Die Spannung und Vorfreude auf Gibraltar war kaum zu übertreffen. Auf der einen Seite weil ich seit ich klein bin ein echter Affen-Narr bin und hier die einzig frei lebenden Affen Europas leben und auf der anderen Seite weil wir uns nicht vorstellen konnten mitten in Spanien auf rote Telefonzellen zu treffen und mit Pfund zu bezahlen. Denn Gibraltar gehört zum Vereinigten Königreich.

Wir haben uns entgegen vieler Empfehlungen dafür entschieden die Stadt auf eigene Faust zu erkunden. Da wir schon vorab von den Autokolonnen vor dem Grenzübergang gehört haben, haben wir unser Auto noch im spanischen Festland in La Linea geparkt und sind zu Fuß an den Autos vorbei zur Grenze marschiert. Nach einer kurzen Passkontrolle überquert man zu Fuß das Flugfeld von Gibraltar, das bei Landungen und Starts mit Schranken geschlossen wird. Der weltweit einzige Flughafen, dessen Rollfeld aus Platzmangel von einer Straße und einem Gehweg gekreuzt wird – total verrückt!

Die Stadt könnte englischer nicht sein…rote Telefonkabinen, Pubs, Preise in Pfund und Amtssprache Englisch. Die Stadt selbst war ganz nett, jedoch etwas überteuert. Die eigentliche Attraktion der Stadt ist jedoch der Upper Rock.

Upper Rock

Auf den berühmten, mit Affen besiedelten Felsen gelangt man üblicherweise mit einer Gondel oder einem Taxi (geführte Touren). Wir entschieden uns aber zu Fuß über den Devils Gap Footpath (ca. 2 Stunden/400 Höhenmeter) hoch zu spazieren. Wenn man den Einstieg einmal gefunden hat, führt einen der Weg hauptsächlich über steile Stufen direkt nach oben.

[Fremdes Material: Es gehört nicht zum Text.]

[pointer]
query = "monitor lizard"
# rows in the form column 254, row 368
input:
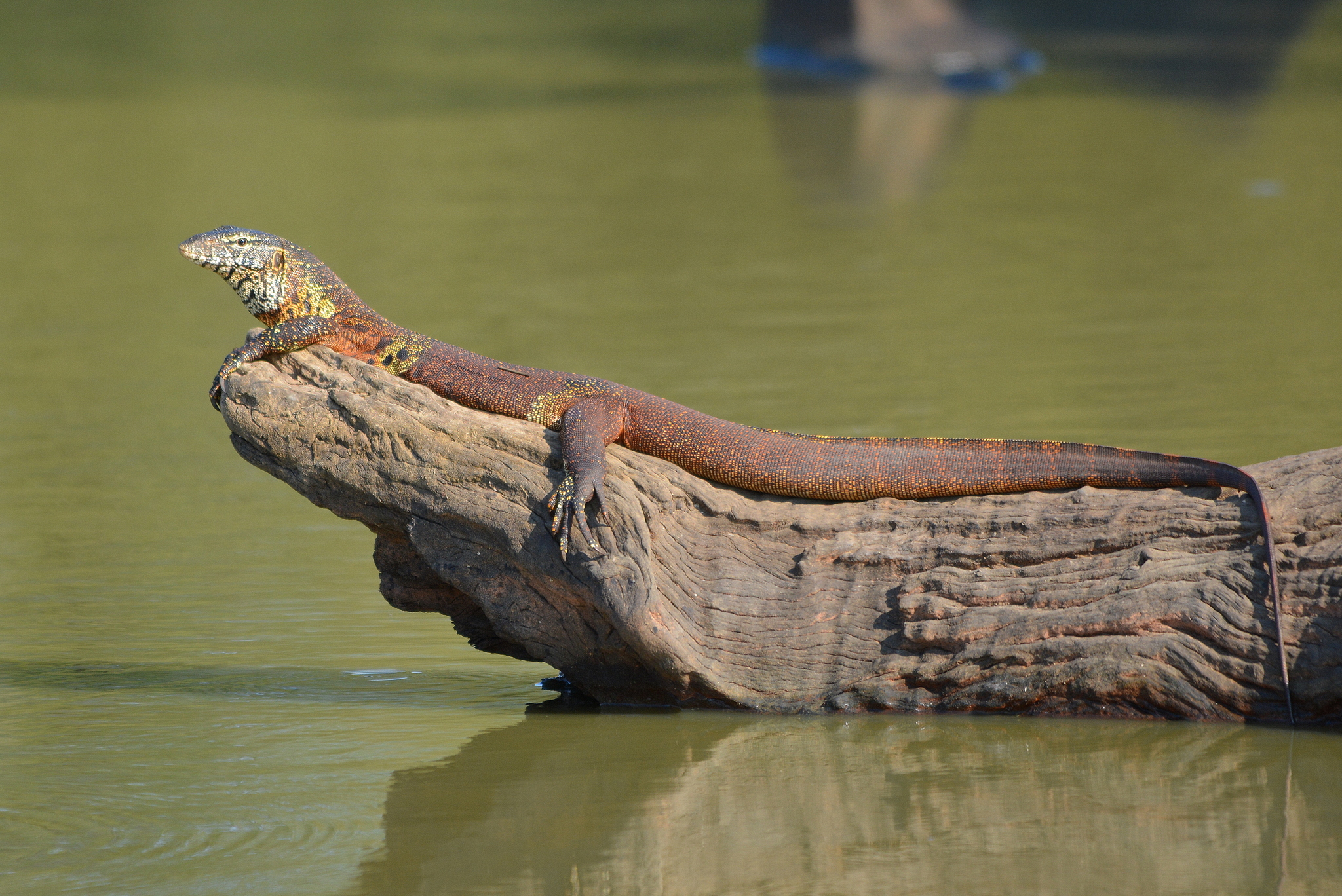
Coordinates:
column 302, row 302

Bereits nach ein paar hundert Metern begegneten wir den ersten Affen. Anfangs waren wir noch etwas ängstlich aber die Affen sind alles andere als scheu und versperrten uns nicht nur einmal den Weg. Manche Affen nutzten die vorbeikommenden Taxis als Mitfahrgelegenheit bis zum Gipfel. Andere warteten nur auf die richtige Gelegenheit um den Touristen das Sandwich aus der Hand zu stehlen. Wieder andere waren mit der Pflege ihrer kleinen, tollpatschigen und viel zu neugierigen Babys beschäftigt.

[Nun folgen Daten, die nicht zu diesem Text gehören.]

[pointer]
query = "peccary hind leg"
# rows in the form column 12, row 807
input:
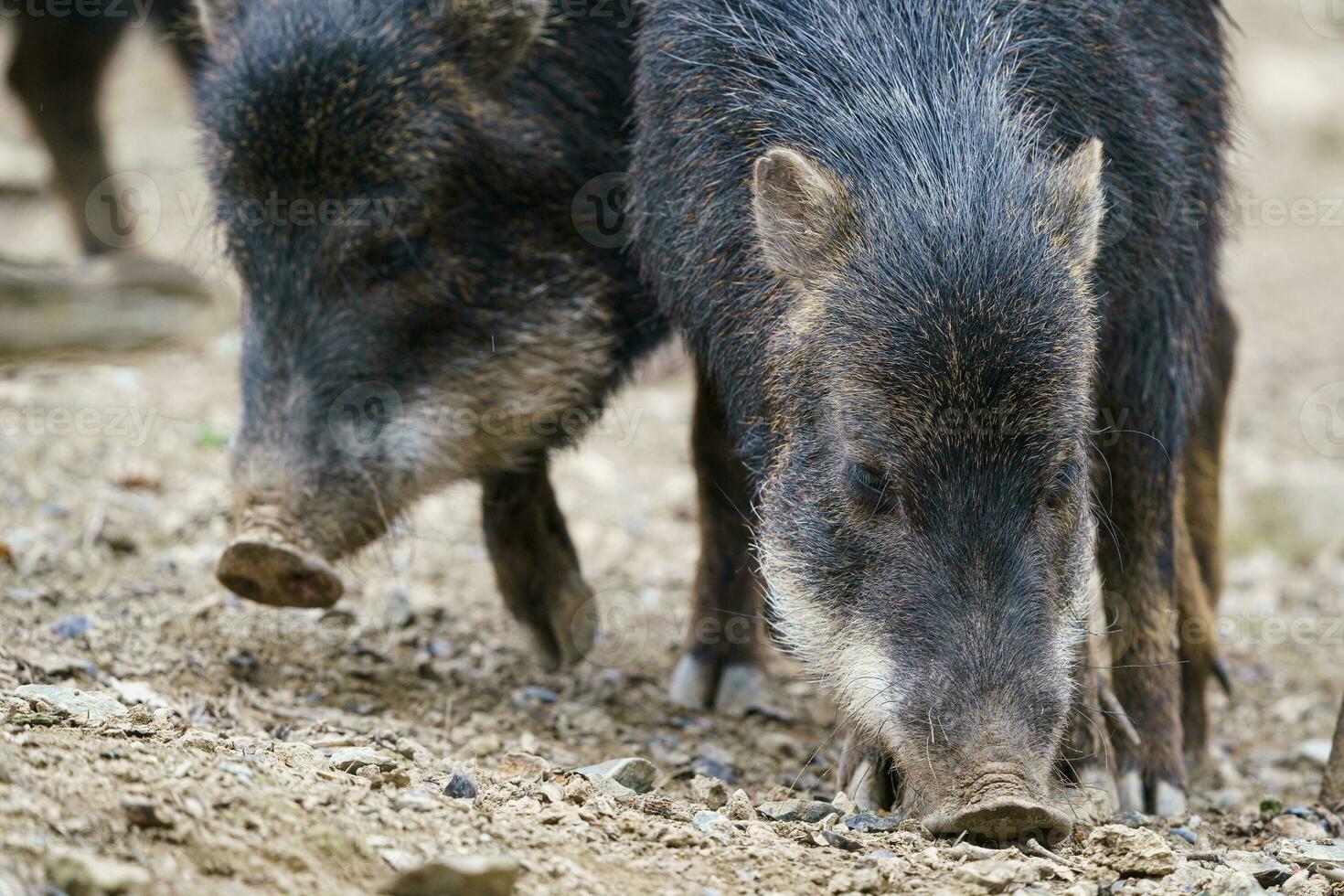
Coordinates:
column 537, row 567
column 720, row 666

Erreicht man erstmal den Grat, bietet sich einem ein fantastischer Ausblick über Gibraltar und die Bucht von Algesira. Bei guter Sicht sieht man von hier oben sogar den afrikanischen Kontinent. Wir waren total begeistert und konnten uns nicht satt sehen. Die Stunden verflogen und wir beschlossen den Sonnenuntergang von hier oben zu genießen um den tollen Tag ausklingen zu lassen.